Based on these results, the RF method was retained and tested using different subsets of the original variable space - specifically the groups of allergen sensitisation, lung functions/airway hyper-responsiveness, demographic/environmental variables, and genetic variants (as defined in the methods) - in order to identify to which extent each group was contributing to increasing AUROC, sensitivity or specificity with respect to each outcome prediction. Table 3 shows averaged AUROC, and specificity at different sensitivity levels, both estimated from out-of-bag distributions across 100 bootstrap runs. For all outcomes, RF models using the allergen sensitisation yielded the best performance, followed in order by lung functions, demographic/environment, and genetic SNPs variable subsets. Usage of the whole variable set increased AUROC over each of the subsets for all outcomes (below the 0.05 significance level for demographic/environment and genetic feature subsets when predicting CA and CW). Figure 2 shows receiver operating characteristic curves for the three outcomes considering each different feature subset, averaged across 100 bootstrap runs.

Table 3 Comparison of random forest performance using selected input domains.
Figure 2

Comparison of random forest performance using selected input domains.
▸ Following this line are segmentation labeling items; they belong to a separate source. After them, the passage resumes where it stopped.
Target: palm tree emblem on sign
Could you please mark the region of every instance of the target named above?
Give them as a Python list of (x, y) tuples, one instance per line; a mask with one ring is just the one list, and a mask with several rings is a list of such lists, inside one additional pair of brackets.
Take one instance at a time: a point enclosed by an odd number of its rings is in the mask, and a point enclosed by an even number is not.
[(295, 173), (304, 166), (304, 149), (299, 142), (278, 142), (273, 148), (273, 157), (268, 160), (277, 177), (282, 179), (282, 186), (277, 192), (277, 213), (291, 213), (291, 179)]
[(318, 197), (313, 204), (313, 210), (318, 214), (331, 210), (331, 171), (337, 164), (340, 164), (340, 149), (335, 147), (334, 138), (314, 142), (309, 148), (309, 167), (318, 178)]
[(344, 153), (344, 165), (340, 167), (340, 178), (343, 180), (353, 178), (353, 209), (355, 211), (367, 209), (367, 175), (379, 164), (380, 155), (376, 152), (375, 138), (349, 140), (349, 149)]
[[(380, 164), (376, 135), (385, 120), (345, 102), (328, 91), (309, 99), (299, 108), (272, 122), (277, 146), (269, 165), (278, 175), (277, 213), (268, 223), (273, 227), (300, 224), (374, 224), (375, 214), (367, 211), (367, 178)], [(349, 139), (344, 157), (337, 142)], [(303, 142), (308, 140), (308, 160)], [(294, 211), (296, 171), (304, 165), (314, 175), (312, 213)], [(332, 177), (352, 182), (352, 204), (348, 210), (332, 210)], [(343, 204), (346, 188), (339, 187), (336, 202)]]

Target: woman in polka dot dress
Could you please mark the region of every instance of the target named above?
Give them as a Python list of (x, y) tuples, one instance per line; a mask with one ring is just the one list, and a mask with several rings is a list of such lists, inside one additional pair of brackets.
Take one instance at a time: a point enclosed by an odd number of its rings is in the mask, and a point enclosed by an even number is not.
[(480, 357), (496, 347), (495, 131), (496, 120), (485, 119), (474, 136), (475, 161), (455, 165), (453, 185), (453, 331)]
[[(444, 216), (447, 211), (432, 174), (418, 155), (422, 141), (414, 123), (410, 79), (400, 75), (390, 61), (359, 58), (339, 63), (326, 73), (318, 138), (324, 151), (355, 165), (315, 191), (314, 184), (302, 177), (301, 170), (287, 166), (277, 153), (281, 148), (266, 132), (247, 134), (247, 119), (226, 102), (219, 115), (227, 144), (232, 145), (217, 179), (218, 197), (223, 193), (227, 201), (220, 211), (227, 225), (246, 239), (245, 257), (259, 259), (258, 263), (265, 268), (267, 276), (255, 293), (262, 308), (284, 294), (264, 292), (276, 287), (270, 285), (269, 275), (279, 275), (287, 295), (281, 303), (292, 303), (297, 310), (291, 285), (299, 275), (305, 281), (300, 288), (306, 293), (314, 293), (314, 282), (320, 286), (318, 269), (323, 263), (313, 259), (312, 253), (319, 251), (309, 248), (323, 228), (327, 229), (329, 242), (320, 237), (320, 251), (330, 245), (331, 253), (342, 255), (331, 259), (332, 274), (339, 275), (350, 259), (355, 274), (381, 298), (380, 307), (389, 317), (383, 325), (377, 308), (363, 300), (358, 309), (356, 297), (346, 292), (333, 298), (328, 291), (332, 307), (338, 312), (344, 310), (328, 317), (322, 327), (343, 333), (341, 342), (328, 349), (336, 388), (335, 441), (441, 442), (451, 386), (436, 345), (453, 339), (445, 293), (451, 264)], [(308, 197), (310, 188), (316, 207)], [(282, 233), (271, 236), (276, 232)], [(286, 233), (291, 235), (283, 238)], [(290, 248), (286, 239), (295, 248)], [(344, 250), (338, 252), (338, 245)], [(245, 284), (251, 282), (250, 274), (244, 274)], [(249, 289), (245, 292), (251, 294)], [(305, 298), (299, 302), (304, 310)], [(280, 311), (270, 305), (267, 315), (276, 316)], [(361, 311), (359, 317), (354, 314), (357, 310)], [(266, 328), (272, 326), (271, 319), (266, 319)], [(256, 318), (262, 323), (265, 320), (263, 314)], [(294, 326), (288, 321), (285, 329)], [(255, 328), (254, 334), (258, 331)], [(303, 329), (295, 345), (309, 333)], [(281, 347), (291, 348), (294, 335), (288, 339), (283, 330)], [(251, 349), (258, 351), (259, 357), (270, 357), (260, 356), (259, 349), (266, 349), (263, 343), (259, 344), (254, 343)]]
Performance comparison of random forests in terms of area under the receiver operating characteristic curve in predicting current asthma (left panel), current wheeze (middle panel), and doctor's diagnosed eczema (right panel) using the whole feature set (demographic, environmental, genetic, lung function markers, and allergen sensitization) and selected feature subsets. Results are out-of-bag predictions averaged over 100 bootstrap runs.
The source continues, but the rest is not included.